"'t Koetje", de oudste koe van Heist
Wilfried De "Kleên"
Het is te Heist wellicht een zeldzaamheid om nog een winkel te vinden die al vijftig jaar op de zelfde plaats bestaat en door de zelfde familie uitgebaat wordt. “‘t Koetje“ in de Kursaalstraat is wel één van die uitzonderingen. Daar, in een oud herenhuis waar voorheen dokter De Laey woonde, begonnen “Tuur Smit “ (Arthur Desmedt) en zijn echtgenote Louise Van Middelem in 1928 hun zuivel- en kruidenierswinkel. Hoe “up to date“ de winkel in die tijd was vertelt Tuur in geuren en kleuren.
“Er stond een ouderwetse houten toonbank. Een vloer in tegels was er nog niet, wel een geschilderde planket. De rekken hadden we laten maken door Cissen Degroote en Timmermantje heeft ze geschilderd. De mensen waren vroeger immers niet zo veel eisend als vandaag, ’t was al vlug goed genoeg.”
Tuur zelf is een rasechte Heistenaar. Geboren in 1894 op de hofstede rechtover het oude kerkhof, thans nog bewoond door een familielid. Louise is afkomstig uit Knokke, van aan “‘t Belgique“ langs de Westkapellestraat. (Zij vierden hun gouden jubileum op 23 sept. ’78 ).
“Wiender zyn al vichtig jaar gefusioneerd“ getuigt Tuin’. Zoals reeds gezegd werd “‘t Koetje“ in 1928 geboren, doch de toenmalige naam luidde “Laiterie & Epicerie du Littoral.” Maar onder die naam is de winkel nooit bekend geweest. “‘t Koetje“ was weldra “in“.

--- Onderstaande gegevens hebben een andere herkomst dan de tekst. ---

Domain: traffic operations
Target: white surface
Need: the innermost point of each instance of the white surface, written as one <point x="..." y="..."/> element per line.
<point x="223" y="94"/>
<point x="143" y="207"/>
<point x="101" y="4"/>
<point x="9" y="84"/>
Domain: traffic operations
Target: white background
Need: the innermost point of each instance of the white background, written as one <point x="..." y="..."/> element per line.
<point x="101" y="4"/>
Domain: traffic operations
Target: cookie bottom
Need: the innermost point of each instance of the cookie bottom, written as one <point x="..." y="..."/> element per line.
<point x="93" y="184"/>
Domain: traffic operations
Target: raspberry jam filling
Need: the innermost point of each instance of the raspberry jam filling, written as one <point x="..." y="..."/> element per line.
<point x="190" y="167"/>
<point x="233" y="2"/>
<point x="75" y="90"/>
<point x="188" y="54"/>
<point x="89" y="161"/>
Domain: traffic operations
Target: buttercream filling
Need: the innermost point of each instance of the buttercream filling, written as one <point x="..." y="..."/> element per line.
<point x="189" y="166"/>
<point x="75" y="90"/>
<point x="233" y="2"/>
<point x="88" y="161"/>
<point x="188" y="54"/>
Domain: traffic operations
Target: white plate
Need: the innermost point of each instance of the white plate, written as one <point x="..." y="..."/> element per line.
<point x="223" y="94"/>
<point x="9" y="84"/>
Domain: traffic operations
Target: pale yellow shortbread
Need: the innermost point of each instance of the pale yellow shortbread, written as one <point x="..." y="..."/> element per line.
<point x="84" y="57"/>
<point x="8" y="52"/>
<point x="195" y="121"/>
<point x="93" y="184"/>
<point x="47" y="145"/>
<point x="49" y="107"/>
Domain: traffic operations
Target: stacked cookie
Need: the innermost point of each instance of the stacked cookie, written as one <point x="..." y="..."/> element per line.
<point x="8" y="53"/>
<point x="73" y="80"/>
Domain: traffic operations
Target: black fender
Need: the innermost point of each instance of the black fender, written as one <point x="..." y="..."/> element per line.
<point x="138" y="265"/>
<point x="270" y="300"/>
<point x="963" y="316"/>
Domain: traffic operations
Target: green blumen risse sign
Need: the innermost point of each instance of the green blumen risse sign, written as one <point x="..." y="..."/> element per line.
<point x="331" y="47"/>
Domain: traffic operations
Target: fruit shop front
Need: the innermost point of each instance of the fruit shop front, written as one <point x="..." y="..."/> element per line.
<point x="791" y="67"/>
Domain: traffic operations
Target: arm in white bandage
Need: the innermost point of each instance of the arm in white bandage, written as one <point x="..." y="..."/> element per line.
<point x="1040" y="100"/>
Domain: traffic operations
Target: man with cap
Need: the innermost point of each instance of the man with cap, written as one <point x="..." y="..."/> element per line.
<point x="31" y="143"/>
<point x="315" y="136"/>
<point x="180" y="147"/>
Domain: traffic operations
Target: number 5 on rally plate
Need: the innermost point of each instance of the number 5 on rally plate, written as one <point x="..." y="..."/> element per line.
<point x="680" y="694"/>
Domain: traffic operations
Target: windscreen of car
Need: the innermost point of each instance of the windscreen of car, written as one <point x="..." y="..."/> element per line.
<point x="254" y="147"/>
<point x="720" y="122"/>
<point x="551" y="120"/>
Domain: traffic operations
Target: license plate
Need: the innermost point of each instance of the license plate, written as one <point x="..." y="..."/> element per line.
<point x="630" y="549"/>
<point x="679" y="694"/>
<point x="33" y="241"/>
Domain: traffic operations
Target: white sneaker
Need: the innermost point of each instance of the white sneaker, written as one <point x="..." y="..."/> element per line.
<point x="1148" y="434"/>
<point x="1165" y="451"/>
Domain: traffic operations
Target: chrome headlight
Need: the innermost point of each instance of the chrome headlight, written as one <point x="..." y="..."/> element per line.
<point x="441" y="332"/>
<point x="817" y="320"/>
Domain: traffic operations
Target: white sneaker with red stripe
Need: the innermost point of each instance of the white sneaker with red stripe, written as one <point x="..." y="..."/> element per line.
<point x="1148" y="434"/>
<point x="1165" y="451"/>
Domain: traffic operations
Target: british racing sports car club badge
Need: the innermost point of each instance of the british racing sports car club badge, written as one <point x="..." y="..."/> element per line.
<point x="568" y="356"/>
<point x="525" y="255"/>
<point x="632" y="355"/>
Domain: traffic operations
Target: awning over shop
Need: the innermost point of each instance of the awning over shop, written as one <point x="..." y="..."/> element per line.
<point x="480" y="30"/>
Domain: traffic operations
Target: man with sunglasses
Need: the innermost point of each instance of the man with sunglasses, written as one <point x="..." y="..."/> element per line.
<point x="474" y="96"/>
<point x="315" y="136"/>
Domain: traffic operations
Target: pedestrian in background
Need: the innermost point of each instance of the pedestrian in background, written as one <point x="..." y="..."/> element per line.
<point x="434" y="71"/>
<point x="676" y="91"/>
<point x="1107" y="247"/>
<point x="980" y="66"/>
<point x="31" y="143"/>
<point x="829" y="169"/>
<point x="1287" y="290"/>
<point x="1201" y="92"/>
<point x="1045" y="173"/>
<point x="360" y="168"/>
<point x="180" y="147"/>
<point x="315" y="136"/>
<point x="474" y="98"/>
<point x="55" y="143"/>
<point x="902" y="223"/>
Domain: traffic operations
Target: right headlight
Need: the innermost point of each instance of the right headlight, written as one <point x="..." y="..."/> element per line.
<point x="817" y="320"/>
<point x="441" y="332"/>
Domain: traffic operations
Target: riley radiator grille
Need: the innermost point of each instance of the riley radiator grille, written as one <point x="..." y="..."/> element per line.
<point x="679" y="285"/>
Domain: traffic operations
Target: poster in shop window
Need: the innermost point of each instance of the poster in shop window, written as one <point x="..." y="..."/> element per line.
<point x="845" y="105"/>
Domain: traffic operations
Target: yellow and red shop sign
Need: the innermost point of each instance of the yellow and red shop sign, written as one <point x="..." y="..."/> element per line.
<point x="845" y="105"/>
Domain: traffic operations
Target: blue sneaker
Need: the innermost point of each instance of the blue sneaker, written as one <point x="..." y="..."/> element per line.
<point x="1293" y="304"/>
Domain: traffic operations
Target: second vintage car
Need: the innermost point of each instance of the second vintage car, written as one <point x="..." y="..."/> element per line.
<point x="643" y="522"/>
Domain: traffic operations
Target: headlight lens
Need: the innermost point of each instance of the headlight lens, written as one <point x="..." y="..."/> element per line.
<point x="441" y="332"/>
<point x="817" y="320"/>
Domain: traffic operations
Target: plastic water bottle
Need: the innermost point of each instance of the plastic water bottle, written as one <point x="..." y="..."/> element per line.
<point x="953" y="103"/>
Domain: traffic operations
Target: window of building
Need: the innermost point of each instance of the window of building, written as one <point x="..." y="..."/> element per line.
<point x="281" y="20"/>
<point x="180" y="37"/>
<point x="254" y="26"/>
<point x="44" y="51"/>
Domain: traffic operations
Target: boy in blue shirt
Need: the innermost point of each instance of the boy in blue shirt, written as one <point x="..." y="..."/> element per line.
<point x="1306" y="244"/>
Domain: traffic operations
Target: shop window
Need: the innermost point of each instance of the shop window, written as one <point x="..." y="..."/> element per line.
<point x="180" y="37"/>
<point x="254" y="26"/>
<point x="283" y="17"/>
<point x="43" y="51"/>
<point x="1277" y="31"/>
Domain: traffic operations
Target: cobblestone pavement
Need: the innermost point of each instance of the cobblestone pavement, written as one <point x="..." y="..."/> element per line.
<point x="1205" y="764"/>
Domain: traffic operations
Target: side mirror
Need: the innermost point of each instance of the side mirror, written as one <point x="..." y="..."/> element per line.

Inderdaad, in het uitstalraam en nog steeds stond een ”koe” als symbool voor verse melk, boter en kaas. In de volksmond kreeg de winkel spoedig de naam “‘t Koetje“. Die statige witte koe van weleer, die zich intussen aan de moderne tijd heeft aangepast en haar witte pels in wit-zwart heeft laten verven door wijlen Jef Beste (Joseph Debedts ), is eigenlijk afkomstig uit Antwerpen. Een zekere Tjeppen Laporte bracht haar mee naar Heist waar zij thans haar oude dag slijt, doch nog dagelijks verse melk levert. Wie kan beter ? Ook zij is dus aan haar gouden jubileum toe, maar zonder stier.
In die tijd voor de oorlog 40/45 was er nog geen sprake van frigo’s en diepvries. De verse producten werden bewaard met ijs die aangekocht werd in de plaatselijke ijsfabriek in de Pannestraat. Hoewel de zuivelproducten de specialiteiten van het huis waren, werden er toch van langs om meer kruidenierswaren verkocht.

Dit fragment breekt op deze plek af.